MPKU PDM Kendal Gelar Workshop Standarisasi Gaji Pegawai

PWMJATENG.COM.KENDAL. Majelis Pembina Kesehatan Umum (MPKU) PDM Kendal menggelar workshop bertajuk Pembuatan Honorarium Bagi Dokter dan Paramedis Poliklinik yang bekerja di lingkungan Amal Usaha Muhammadiyah Kendal pada Jum’at (28/12) di Water Six Weleri.

Ketua MPKU PDM Kendal, H. Taufiq Husein mengatakan dibutuhkan standarisasi kelayakan gaji bagi para dokter dan tenaga medis di poliklinik milik Muhammadiyah.
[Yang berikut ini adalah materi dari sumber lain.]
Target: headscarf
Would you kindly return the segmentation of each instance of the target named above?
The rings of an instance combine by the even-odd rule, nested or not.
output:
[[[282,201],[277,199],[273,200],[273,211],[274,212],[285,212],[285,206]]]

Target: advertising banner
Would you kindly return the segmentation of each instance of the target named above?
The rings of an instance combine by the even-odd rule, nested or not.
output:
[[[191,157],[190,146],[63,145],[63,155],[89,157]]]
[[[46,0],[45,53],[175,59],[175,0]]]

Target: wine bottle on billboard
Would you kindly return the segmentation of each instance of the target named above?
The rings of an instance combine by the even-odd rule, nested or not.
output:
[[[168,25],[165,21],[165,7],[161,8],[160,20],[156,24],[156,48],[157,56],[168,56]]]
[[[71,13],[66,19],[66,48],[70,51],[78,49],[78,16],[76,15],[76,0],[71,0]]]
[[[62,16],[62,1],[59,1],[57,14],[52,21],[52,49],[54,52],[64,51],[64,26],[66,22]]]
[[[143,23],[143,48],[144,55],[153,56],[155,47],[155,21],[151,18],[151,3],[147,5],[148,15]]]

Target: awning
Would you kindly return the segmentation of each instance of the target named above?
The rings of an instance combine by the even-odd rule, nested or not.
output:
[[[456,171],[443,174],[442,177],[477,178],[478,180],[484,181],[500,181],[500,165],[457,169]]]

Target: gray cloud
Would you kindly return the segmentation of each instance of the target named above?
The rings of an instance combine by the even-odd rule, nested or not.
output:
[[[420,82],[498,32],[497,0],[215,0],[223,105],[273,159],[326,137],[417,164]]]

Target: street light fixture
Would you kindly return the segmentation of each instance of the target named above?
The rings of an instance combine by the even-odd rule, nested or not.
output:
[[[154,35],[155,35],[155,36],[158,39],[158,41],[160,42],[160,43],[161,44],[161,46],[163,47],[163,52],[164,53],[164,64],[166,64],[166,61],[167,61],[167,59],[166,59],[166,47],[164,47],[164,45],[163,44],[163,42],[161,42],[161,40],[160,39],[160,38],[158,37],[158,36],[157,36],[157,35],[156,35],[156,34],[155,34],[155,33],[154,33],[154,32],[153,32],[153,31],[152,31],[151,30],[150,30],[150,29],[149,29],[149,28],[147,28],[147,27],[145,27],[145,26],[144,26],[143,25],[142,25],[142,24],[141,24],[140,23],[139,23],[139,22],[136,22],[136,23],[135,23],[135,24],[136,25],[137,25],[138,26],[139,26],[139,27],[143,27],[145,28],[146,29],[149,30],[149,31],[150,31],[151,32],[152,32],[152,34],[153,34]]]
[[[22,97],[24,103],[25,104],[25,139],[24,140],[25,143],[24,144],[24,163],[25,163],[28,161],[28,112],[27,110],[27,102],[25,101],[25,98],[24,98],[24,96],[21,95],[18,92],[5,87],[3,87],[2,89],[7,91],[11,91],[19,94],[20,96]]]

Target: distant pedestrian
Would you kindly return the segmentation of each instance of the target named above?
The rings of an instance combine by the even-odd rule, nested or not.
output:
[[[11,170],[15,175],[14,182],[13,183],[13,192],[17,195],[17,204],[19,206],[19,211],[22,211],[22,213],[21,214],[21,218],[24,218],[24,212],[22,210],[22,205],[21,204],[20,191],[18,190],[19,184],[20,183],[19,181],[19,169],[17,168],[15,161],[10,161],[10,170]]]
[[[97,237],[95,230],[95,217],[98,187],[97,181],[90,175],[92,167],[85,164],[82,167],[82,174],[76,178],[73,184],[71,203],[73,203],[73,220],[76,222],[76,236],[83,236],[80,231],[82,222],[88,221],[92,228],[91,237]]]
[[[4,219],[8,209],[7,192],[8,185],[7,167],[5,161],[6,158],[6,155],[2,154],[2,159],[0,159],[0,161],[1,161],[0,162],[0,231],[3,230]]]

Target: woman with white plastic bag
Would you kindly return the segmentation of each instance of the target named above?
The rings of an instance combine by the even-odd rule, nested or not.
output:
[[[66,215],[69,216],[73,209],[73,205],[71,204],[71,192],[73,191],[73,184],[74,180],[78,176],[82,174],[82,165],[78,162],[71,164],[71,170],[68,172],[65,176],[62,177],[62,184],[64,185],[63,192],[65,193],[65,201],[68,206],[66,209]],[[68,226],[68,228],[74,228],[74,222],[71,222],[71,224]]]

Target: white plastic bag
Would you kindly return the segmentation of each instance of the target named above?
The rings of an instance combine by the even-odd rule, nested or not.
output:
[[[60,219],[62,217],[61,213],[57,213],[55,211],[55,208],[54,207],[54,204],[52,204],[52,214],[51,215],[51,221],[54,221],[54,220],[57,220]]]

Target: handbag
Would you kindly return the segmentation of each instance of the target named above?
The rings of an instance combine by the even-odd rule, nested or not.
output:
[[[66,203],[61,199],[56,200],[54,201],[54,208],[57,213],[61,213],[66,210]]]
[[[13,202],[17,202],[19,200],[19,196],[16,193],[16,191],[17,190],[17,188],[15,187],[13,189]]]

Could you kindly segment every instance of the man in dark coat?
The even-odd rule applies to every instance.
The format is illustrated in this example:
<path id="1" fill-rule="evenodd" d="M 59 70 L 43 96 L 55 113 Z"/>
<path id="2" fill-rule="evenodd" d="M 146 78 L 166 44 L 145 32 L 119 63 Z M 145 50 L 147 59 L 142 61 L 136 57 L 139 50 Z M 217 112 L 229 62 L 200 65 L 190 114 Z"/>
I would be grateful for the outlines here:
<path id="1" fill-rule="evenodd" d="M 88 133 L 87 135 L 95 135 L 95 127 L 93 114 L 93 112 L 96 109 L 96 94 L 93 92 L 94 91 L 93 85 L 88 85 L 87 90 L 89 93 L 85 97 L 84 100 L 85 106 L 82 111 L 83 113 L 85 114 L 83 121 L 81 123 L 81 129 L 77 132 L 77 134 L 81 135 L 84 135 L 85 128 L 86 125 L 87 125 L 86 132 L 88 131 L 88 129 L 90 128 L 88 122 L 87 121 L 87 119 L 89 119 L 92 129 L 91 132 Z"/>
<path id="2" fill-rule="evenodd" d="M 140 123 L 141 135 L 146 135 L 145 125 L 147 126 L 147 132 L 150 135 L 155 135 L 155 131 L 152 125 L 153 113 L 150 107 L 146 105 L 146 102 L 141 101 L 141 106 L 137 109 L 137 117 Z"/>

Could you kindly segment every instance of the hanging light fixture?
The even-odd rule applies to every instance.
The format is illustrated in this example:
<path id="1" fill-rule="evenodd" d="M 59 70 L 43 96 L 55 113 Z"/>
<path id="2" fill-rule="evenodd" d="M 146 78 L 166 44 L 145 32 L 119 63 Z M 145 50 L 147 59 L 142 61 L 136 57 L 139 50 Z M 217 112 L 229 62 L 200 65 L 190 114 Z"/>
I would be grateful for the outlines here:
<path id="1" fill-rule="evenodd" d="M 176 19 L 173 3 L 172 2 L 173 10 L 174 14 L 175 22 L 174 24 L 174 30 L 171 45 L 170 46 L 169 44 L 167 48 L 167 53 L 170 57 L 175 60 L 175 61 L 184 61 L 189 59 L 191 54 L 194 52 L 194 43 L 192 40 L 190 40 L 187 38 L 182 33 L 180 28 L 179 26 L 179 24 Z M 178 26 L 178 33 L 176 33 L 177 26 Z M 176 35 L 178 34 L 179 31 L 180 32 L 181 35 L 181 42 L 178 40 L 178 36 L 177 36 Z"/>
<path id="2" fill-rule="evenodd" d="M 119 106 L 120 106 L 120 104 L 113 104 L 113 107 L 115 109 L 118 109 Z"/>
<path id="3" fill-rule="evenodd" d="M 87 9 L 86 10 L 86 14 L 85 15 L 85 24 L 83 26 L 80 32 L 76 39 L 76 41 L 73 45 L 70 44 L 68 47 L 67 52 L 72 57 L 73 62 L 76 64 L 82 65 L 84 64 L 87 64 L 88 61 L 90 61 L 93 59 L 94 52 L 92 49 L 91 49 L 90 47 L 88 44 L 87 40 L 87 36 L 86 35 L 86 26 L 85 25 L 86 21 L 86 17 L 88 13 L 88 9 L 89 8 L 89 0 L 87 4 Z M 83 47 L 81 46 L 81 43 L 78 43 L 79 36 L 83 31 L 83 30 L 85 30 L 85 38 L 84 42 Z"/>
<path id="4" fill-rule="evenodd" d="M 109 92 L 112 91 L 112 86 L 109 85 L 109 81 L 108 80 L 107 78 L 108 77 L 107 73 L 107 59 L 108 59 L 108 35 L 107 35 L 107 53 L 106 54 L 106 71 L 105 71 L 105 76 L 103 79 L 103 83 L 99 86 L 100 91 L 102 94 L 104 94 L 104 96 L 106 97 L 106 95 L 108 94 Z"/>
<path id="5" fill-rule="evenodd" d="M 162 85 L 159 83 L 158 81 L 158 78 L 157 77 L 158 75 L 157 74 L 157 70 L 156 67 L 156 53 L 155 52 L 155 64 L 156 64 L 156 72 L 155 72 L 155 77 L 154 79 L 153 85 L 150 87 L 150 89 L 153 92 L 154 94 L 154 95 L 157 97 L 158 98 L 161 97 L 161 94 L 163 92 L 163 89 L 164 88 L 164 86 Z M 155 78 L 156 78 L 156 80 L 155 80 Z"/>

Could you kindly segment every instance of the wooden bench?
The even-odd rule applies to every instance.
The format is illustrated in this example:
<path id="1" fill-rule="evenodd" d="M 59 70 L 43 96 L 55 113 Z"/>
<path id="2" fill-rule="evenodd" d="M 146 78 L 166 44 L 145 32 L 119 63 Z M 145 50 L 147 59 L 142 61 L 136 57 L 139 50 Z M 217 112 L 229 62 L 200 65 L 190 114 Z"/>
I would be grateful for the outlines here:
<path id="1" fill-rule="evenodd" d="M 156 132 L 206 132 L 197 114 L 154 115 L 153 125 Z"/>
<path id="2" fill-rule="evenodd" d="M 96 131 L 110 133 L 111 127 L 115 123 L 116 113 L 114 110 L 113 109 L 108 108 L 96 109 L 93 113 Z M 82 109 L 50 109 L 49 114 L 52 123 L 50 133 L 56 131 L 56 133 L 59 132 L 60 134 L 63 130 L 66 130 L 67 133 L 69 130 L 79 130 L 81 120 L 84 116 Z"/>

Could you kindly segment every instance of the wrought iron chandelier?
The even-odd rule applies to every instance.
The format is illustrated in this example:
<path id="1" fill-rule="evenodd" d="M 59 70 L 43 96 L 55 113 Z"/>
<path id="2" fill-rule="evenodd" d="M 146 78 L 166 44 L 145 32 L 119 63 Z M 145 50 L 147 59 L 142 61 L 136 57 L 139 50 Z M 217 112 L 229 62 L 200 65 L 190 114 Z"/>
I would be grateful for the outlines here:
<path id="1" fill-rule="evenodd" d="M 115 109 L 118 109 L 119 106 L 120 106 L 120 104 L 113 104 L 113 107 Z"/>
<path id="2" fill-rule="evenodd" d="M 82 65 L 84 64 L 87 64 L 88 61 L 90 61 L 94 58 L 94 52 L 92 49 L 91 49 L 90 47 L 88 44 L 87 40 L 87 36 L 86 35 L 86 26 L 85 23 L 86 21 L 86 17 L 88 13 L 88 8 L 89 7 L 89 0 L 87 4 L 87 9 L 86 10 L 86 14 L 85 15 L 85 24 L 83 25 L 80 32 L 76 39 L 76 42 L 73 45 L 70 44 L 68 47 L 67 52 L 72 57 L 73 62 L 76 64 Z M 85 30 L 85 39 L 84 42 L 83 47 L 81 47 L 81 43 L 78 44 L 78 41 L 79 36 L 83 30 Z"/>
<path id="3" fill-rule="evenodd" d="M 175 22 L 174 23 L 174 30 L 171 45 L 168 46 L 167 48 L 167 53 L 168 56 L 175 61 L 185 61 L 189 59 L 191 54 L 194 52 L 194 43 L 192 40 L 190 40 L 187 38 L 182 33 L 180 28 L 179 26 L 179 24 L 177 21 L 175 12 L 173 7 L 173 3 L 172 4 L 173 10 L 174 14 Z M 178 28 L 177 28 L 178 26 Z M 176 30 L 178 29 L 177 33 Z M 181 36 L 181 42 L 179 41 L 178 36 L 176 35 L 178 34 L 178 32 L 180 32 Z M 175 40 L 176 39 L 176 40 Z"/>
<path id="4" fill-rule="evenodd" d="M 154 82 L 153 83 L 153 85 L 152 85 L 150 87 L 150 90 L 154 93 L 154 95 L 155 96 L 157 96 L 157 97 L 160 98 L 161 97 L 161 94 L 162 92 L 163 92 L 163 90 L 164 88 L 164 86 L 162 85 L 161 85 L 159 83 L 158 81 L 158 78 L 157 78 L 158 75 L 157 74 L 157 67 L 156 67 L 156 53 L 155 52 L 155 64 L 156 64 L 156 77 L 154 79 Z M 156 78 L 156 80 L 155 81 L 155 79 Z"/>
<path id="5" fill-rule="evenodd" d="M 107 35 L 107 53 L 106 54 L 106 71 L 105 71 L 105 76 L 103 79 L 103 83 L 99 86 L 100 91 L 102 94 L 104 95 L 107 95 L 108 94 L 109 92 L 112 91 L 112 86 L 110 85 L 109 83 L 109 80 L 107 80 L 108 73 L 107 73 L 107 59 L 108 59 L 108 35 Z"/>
“Ini sebagai ikhtiar untuk memberikan honorarium bagi seluruh dokter dan tenaga paramedis yang bekerja di lingkungan AUM Kesehatan yang layak dan wajar“ kata Bang Upik, panggilan keseharian Taufiq Husein.

Beliau menjelaskan, terdapat beberapa cabang yang memiliki potensi untuk didirikan Poliklinik Muhammadiyah. “Dilihat dari SDM, dan ketersediaan lahan serta pendanaan terdapat beberapa PCM yang ada di Daerah Kendal untuk segera didirikan AUM kesehatan, khususnya Poliklinik, sebut saja Rowosari, dan Weleri” katanya.

Khusus untuk Boja, Upik memprediksi klinik pratama ‘ Surya Medika ‘ yang sudah beroperasi mampu berkembang. “Boja dengan klinik pratama berpotensi bisa berkembang baik dan besar, karena SDM tercukupi, sarprasnya juga tersedia“ ungkapnya.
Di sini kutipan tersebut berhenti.